I wanted to post this earlier, but always forgot. Today I got reminded by this website with 10 interactive shell anti-patterns - a recommended read! Shellify!

Tuesday, December 11, 2007

The (re)presentational "Ähh"

"Ähhs"/"Ähms" are the German equivalent of the "umms" or "uhms" in English. Today, I held a short presentation at my University, where we did peer review by other students. Two people already counted the times I said "Ähh" (one person counted 49 - "49 Ähm's sind schon viel, nicht?!" -; another one 42 - my talking time was roughly 13 minutes). Good feedback is probably the best way to improve your presentation skills. I'm glad we did enough presentations at school, so at least the content and the presentation (apart from the numerous "Ähms") was quite okay-ish. Maybe video-taping one's own presentations would increase feedbacks and the learning effect even more :)

Saturday, December 8, 2007

Copy and paste in Linux

This week, I observed someone working on Linux struggling with copying and pasting SQL code from Emacs to a Firefox textarea. The Ctrl+C/Ctrl+V way of doing things (which I first saw on Windows, don't know who "invented" it) is nice, but once you tried the X11 way of copy and paste (using the X selection), you will never want to live without it. Being a happy user of X11 copy/paste for some years now, here's a short note for all who have not yet tried this great feature :)

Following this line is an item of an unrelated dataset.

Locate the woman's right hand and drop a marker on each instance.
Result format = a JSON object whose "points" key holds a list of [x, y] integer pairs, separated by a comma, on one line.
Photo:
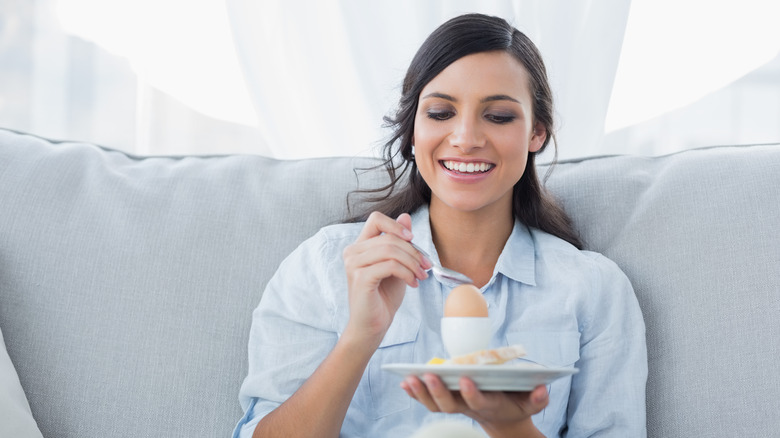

To copy some text, simply select it with the mouse (no, really - just select it, no keystrokes). To paste the text you just selected, middle-click with your mouse directly where you want to paste the text - the text will be copied! As clipboard handling in Linux/X11 was (is?) a bit inconsistent, there might be some things to watch out for. For example you can only paste the selected text if the window in which you selected the text is still open.

Once you get used to that, it's really useful and you can work more productively. Nice side-effect: You can middle-click inside an open tab in firefox and have the URL in the X selection get loaded in this tab. So, to open a URL from a text file (or similiar), just select the URL, open a new tab in Firefox (or use an existing one) and middle-click inside the content area of the tab. Firefox will load the URL you just "pasted". Simple.